When he trailed Dr. Ben Carson in the polls last December in Iowa, he mocked his opponent’s claim that he had tried to stab a family member only to fail after the blade hit a belt buckle.

“How stupid are the people of Iowa?” he asked. “How stupid are the people of the country to believe this crap?”

He also criticized voters in Iowa by retweeting a supporter’s jab that the Midwestern state’s number one commodity export — Monsanto’s genetically engineered corn – “creates issues in the brain.” Trump has also suggested that those who vote for Clinton would try to “rig” the election away from his supporters and, in a 2015 interview with Sean Hannity, made comments that appeared to echo Romney’s damaging remarks.
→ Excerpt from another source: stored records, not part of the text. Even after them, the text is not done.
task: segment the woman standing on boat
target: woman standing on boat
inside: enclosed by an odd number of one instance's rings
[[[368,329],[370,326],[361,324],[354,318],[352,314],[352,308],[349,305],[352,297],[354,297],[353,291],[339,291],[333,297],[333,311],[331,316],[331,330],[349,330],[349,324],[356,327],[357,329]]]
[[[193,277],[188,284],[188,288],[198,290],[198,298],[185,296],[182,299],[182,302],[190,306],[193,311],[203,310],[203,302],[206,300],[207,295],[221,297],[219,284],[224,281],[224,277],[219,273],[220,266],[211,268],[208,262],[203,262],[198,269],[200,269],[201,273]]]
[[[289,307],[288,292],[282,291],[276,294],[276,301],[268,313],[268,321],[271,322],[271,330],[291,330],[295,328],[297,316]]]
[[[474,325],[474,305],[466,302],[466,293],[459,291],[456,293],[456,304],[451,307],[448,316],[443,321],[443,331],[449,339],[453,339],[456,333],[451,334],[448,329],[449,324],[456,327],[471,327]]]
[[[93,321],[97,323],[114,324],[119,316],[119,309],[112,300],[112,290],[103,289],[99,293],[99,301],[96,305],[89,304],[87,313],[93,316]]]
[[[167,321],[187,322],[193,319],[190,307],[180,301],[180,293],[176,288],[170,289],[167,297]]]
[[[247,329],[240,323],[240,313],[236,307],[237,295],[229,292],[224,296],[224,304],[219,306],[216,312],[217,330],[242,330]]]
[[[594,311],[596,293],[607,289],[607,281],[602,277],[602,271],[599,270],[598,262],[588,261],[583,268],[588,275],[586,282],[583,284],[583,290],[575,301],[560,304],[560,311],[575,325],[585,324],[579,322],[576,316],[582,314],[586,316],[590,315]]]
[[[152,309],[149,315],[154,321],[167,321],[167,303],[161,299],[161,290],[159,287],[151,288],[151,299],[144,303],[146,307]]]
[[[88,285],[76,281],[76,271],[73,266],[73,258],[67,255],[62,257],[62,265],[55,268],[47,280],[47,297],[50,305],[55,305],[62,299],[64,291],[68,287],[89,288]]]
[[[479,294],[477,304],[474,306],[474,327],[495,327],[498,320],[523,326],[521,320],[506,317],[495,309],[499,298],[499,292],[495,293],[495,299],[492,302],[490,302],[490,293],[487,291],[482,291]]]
“The problem we have right now, we have a society that sits back and says, ‘We don’t have to do anything.’ And eventually, the 50 percent cannot carry, and it’s unfair to ‘em, but cannot carry the other 50 percent.”

Trump, meanwhile, set aside his recent digs at Clinton’s health and told Fox that he hopes “she gets well and gets back on the trail and we’ll be seeing her at the debate.” In recent weeks, Trump has suggested that Clinton lacked “the stamina” to president and criticized her campaign schedule.